Marshall nodded. He would just as soon not hear these things about Gordon.
“Maybe a lot was expected of him when he was young,” Beth said. “It was that way with my older brother. I have an older brother, too. He works for a conservation group in Africa. He’d do anything for an animal, but he doesn’t even send my mother a birthday card. Sometimes a postcard, but there’s never much information on it. She was going to visit him once, and he told her there were too many diseases, not to come.”
“He was probably telling her for her own sake,” Marshall said.
“Men stick together, they really do.” She sighed. “I don’t even believe that you believe that.”
“I don’t,” Marshall said.
“I like you,” she said again. She looked around. “I was thinking about getting a few ficus, or something like that. Do you think there’s enough greenery, or would more look nice?”
“It looks perfect to me, but I’m not very good at envisioning things when they aren’t in place.”
“Hmm,” she said. “Gordon’s very good at that, usually. You know what he does? He gets a piece of paper and he draws polka dots on it. He says doing that allows him to envision what things will look like before he breaks his back moving everything.”
He nodded.
“Did he tell you about the letters?”
“Letters?” He had been thinking about ficus trees. Were ficus the ones with small, wrinkly leaves? The ones they sold sometimes in the supermarket in New Hampshire?
“He didn’t tell you,” she said, matter-of-factly. “I don’t suppose I thought he really had.” She slid forward, placing her feet together, the beer bottle half-empty. “Don’t tell him I told you,” she said.

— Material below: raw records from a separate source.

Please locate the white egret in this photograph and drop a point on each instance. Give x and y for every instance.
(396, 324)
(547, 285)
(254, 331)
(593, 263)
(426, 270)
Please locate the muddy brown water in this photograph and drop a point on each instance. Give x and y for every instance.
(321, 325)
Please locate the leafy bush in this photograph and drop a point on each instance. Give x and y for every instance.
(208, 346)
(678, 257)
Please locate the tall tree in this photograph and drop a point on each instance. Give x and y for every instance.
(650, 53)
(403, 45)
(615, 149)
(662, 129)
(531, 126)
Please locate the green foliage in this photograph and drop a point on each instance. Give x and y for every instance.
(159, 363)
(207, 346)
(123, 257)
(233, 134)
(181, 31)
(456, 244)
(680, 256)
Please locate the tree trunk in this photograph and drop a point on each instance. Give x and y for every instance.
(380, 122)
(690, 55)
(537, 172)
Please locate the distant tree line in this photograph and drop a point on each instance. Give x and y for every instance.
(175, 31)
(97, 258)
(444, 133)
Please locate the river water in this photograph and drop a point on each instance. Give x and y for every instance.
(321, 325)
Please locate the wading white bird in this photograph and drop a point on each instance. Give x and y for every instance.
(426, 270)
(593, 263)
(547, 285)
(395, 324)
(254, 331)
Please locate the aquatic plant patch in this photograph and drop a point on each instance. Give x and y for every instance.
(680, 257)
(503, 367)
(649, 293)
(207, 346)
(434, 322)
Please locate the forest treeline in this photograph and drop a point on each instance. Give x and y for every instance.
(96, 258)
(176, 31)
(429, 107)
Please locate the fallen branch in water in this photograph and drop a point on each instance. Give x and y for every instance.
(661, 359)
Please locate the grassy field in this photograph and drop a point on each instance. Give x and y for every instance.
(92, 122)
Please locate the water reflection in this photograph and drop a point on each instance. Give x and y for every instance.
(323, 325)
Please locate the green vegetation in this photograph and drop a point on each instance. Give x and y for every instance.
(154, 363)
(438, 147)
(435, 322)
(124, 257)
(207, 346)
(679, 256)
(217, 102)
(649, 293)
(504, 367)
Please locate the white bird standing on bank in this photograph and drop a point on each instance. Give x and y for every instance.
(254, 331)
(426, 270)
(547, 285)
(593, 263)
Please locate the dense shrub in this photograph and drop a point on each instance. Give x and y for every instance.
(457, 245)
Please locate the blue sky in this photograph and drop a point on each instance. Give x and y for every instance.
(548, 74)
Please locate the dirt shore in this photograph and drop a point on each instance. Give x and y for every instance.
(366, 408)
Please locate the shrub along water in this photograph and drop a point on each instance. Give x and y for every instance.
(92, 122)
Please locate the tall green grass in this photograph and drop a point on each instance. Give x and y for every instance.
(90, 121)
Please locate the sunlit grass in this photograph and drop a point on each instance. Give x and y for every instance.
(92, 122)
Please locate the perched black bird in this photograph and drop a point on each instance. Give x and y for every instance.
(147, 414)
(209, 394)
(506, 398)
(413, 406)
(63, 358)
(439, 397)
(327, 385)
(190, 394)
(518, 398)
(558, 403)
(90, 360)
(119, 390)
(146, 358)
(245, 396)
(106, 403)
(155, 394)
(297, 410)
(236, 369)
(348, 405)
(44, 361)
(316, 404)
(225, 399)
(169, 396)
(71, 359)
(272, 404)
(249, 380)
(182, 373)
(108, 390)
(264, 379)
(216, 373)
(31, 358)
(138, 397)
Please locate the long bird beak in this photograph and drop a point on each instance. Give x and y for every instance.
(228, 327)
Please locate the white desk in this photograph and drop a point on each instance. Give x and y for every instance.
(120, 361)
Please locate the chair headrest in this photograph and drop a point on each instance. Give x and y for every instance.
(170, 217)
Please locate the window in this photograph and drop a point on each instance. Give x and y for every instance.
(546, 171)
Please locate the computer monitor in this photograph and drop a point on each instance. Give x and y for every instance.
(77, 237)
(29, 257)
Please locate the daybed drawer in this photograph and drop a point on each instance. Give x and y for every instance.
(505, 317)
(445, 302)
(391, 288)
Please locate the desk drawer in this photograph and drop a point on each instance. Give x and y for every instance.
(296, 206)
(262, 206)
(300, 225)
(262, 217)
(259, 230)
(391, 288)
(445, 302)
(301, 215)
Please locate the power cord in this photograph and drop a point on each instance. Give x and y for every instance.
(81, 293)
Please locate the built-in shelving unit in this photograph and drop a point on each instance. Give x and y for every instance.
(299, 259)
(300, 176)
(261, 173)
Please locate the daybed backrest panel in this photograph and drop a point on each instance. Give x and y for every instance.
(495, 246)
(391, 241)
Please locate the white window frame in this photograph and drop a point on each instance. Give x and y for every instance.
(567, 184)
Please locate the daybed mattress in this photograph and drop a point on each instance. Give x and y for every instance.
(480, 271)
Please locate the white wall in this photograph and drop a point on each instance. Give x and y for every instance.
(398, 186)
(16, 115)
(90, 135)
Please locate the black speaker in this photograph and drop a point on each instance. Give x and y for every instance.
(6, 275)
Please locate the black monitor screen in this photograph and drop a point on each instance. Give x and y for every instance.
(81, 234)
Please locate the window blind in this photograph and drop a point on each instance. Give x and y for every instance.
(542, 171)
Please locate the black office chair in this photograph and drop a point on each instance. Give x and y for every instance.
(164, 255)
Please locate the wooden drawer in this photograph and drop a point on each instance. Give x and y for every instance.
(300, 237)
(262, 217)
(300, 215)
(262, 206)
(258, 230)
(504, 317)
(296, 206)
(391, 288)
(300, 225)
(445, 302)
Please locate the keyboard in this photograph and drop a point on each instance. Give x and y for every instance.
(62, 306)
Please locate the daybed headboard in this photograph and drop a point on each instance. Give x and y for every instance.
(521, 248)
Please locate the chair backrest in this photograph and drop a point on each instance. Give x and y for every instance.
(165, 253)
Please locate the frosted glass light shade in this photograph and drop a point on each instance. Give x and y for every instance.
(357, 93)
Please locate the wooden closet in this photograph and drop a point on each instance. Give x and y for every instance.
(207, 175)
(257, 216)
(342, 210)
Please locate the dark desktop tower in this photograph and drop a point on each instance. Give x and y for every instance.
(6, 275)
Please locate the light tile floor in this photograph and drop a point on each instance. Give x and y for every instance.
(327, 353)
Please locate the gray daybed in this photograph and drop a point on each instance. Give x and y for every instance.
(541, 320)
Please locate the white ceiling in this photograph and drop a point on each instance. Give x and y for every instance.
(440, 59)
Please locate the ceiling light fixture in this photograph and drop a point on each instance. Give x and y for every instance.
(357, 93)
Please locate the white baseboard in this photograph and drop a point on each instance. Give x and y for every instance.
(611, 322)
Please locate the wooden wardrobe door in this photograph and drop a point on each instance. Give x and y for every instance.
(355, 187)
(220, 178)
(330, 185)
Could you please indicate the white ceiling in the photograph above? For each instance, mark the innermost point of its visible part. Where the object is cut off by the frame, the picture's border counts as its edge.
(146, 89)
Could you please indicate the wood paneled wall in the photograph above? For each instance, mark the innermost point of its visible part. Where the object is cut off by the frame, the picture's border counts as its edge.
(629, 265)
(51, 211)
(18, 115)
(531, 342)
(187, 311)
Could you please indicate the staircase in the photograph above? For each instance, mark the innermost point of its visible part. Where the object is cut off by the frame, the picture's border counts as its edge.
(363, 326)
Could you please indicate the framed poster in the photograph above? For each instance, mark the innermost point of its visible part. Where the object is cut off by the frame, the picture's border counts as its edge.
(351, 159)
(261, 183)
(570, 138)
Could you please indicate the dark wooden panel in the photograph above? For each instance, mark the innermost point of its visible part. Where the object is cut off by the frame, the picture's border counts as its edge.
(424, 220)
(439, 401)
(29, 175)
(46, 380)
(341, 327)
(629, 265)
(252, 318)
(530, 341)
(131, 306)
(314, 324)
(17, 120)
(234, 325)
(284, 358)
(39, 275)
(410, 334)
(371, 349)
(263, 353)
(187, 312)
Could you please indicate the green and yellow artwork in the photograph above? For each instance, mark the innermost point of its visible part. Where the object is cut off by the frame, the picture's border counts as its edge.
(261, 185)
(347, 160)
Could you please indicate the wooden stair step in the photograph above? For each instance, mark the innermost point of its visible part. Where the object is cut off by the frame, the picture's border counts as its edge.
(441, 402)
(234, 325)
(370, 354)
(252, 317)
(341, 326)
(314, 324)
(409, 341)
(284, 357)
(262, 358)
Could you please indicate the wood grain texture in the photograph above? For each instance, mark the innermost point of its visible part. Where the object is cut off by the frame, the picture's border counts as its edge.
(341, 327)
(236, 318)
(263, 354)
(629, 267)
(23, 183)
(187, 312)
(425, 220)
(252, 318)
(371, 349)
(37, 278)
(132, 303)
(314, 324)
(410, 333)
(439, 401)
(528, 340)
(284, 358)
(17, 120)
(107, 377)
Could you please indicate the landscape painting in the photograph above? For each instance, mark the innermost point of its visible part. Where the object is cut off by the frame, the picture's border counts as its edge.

“What about letters?” he said.
“The nurse. That woman, who was so nice. She called to say they’d be coming. I really shouldn’t tell you this, because you almost got the letters. Evie was going to give them to Sonja and you until just before she died. She changed her mind, the nurse said, and wanted them to be sent to me and Gordon. I hardly knew her, so she was sending them to Gordon, not to me.”
He frowned.
“Don’t tell him,” she said again.
“Okay,” he said.
“Well, she called to say how sorry she was, but to say she’d heard from the nurses at the hospital that she didn’t die a painful death, and all of that. Gordon told her we’d see her at the funeral. I was going to go. If he went, I was going to go with him. Anyway, the nurse was calling to say she was sending the things by Federal Express, because she didn’t feel right about putting jewelry in the mail and just mailing it. I told Gordon he should send some money to reimburse her, that that was probably what she was hinting about. Well, she did send it. This necklace was in its original box, from a jewelry store in Boston. I kept the box, because it’s beautiful too. I started to read the letters, but I didn’t understand anything in them. Sort of business letters, about somebody’s delayed arrival. They were boring, to tell you the truth. I put them aside and thought maybe I’d look at them again some other time, and then Gordon got home from work and started reading them. They were in three packages, tied with ribbon. He read about half of one pack and then he said, ‘You know, the truth of the matter is, I don’t much like surprises.’ He doesn’t, either. He likes to know in advance what I’m getting him for his birthday. He told me right out, when I hardly knew him, that if I ever gave him a surprise party, he’d never speak to me again. I wish you’d gotten the letters, because then I could find out if that stuff meant anything. I saw them and they didn’t look like love letters. I think he was just teasing. But he didn’t like having them, so do you know what he did? He took them with him when he made a night dive. He and his buddy went out together, and when he went down he tucked the whole pile of them under a rock on the bottom of the ocean. Littering the Atlantic! At first I thought he was kidding me, but then it turns out to be true. He took a bunch of her old letters and drowned them.”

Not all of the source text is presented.